Monday, March 3, 2014

(20) Season of the Wolf

Title: Season of the Wolf by Robin Summers
Publisher: Bold Stroke Books
264 pages
Genre: LGBT Romance, thriller

I received an advanced e-copy of this book through netgalley.com. Release date March 18, 1014

Synopsis: Devon James is on the run from a killer who has been hunting her for years. When she discovers the murdered bodies of two co-workers, Devon knows it is time to run again. But before she can run, the police arrive and take her in for questioning.

Jordan Salinger is a Pittsburgh homicide detective on leave after a hostage standoff left her with a bullet wound in her shoulder and an even bigger hole in her heart. When she is called in by her partner to help with an uncooperative witness, Jordan has no idea that the woman holds the key to the murders and to her salvation.

With the murderer stalking them at every turn, can Devon and Jordan overcome the horrors that haunt them in time to save each other?

Review: Both Jordan and Devon are filled with guilt from things that were not in their control.  Jordan is haunted by her latest standoff and Devon is haunted by the very real serial killer who has stalked her for half her life.  Jordan is brought back to work to help solve this case and Devon, tired of running decides to trust Jordan and her partner to help her.

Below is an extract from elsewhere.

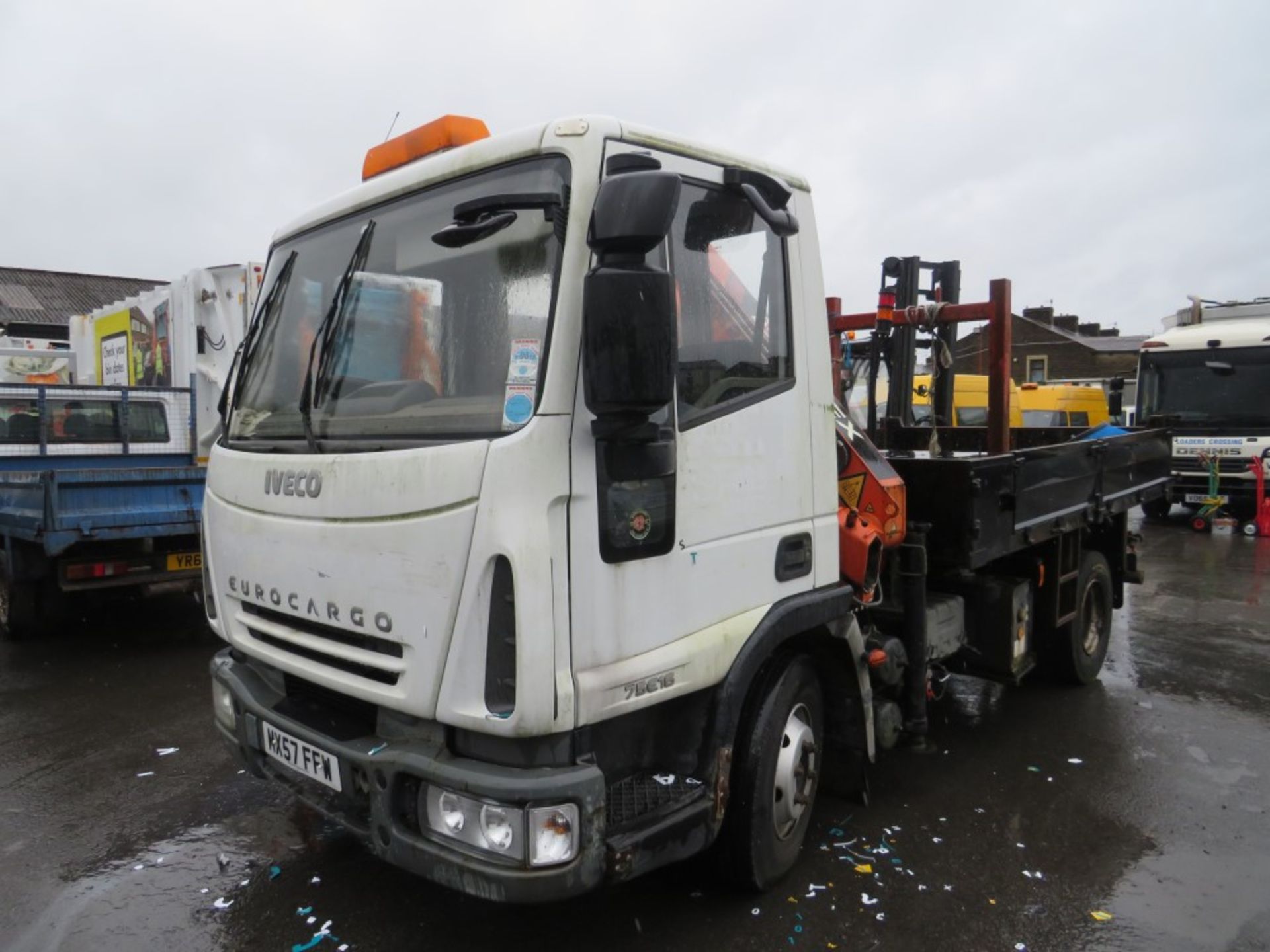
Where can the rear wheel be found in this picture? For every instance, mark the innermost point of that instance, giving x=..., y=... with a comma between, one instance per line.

This book kept moving. There really weren't any lags, or times when I felt like "oh my god just get on with it". The story moved smoothly and was well paced.  It is a romance so the sparks fly early but it didn't seem forced or out of place. The characters were well developed and while the story was a bit dark there were light moments scattered throughout.  I look forward to reading more from Robin Summers.